# About

This notebook extracts spectral and date features of NAIP images at random points within polygons in the 'polygons_form_naip_images' folder. These polygons are known ice plant and non ice plant locations within a specific NAIP image. 


Once the aoi and years are specified, the notebook samples first polygons labeled as ice plant locations and then polygons labeled as non-ice plant locations. Two methods for sampling polygons are implemented in the `extracting_points_from_polygons,` and both are used in this notebook. The first one, `naip_sample_proportion`, samples a fixed fraction of the points in each polygon. The second one, `naip_sample_sliding`, samples a fixed fraction of the points in each polygon up to a maximum number of points. Polygons vary greatly in size, so simply sampling a fraction of the points in each polygon would result in an over-sampling of bigger polygons (most often those corresponding to non-ice plant locations), which in turn would unbalance the training set towards one label. The parameters used in this notebook were determined to obtain a final training set with a 3:1 proportion of non-ice plant to ice plant points. 

**NOTEBOOK VARIABLES:**

- `aois` (array): These are the areas of interest from which the polygons we want to sample were collected. Must be a subset of: `['campus_lagoon','carpinteria','gaviota','point_conception']`. 

- `years` (array): can be any subset from `[2012, 2014, 2016, 2018, 2020]`. If aoi = 'point_conception' then 2016 will not be included in the outcome since there are not points to NAIP images to sample from on that year. 
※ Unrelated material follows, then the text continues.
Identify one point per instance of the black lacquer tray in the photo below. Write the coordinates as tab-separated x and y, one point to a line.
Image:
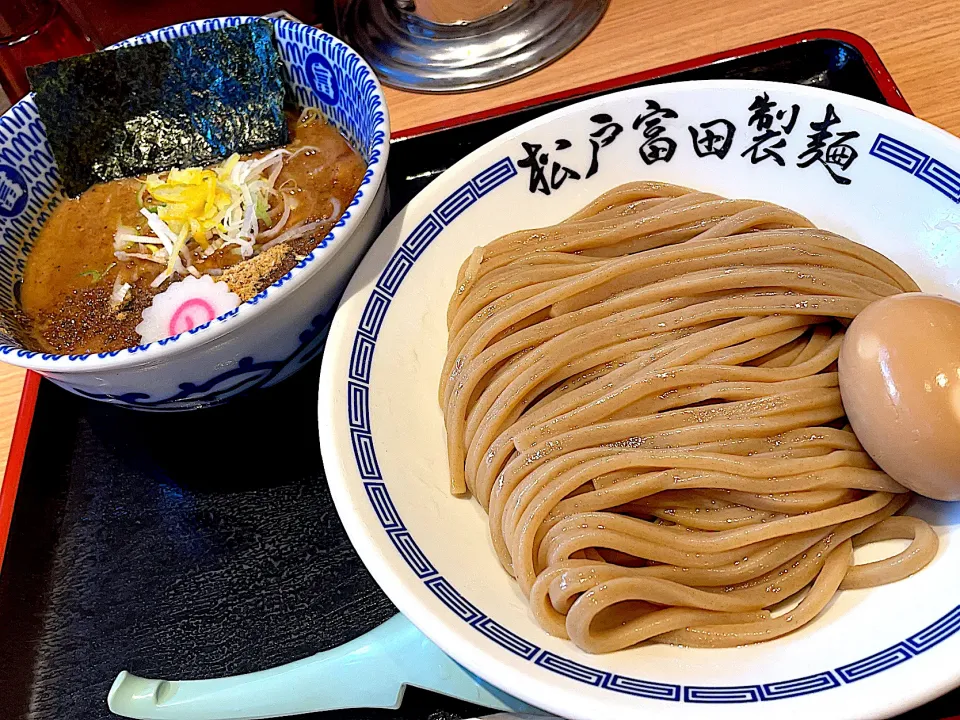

- `sample_fraction` (float in (0,1]): fraction of points to sample from each polygon

- `max_sample` (int): maximum number of points to sample from a polygon

- `verbose` (bool): whether to print as the notebook runs the stats of how many points were sampled per year and aoi 

- `write_stats` (bool): whether to save as a csv the stats of how many points were sampled from each aoi and year

**OUTPUT:**

The output is a dataframe of points with the following features:

- geometry: coordinates of point *p* in the NAIP image's CRS
- naip_id: itemid of the NAIP from which *p* was sampled from
- polygon_id: id of the polygon from which *p* was sampled from
- iceplant: whether point *p* corresponds to a confirmed iceplant location or a confirmed non-iceplant location (0 = non-iceplant, 1 = iceplant)
- r, g, b, nir: Red, Green, Blue and NIR bands values of NAIP scene with naip_id at at cooridnates of point *p*
- ndvi: computed for each point using the Red and NIR bands
- year, month, day_in_year: year, month and day of the year when the NAIP image was collected
- aoi: name of the area of interest where the points were sampled from


The dataframe is then saved in the 'temp' folder as a csv file. Filenames have the structure: `aoi_points_year.csv'`

In [1]:
import numpy as np
import pandas as pd
import matplotlib.pyplot as plt

import os
import geopandas as gpd

import extracting_points_from_polygons as pp
import utility

# Specify notebook variables

In [5]:
# ***************************************************
# ************* NOTEBOOK VARIABLES ******************

#aois = ['campus_lagoon','carpinteria','gaviota','point_conception']
aois = ['campus_lagoon','carpinteria']


# years = array of years, can be any subset from [2012, 2014, 2016, 2018, 2020]
#years = [2012, 2014, 2016, 2018, 2020]
years = [2018,2020]

# sample 90% of pts in each polygon
sample_fraction = 0.9

# maximum number of pts to sample in a polygon
max_sample = 1000

# print stats as notebook runs
verbose = False

# save stats
write_stats = True


# ***************************************************
# ***************************************************

# Sample points

In [4]:
# initialize sampling statistcs df
if write_stats:
    stats = []

# sample points
for aoi in aois:
    for year in years:
        
        if ('point_conception' != aoi) or (year != 2016):  #there's no data for Point Conception on 2016
            
            # open polygons
            fp = pp.path_to_polygons(aoi,year)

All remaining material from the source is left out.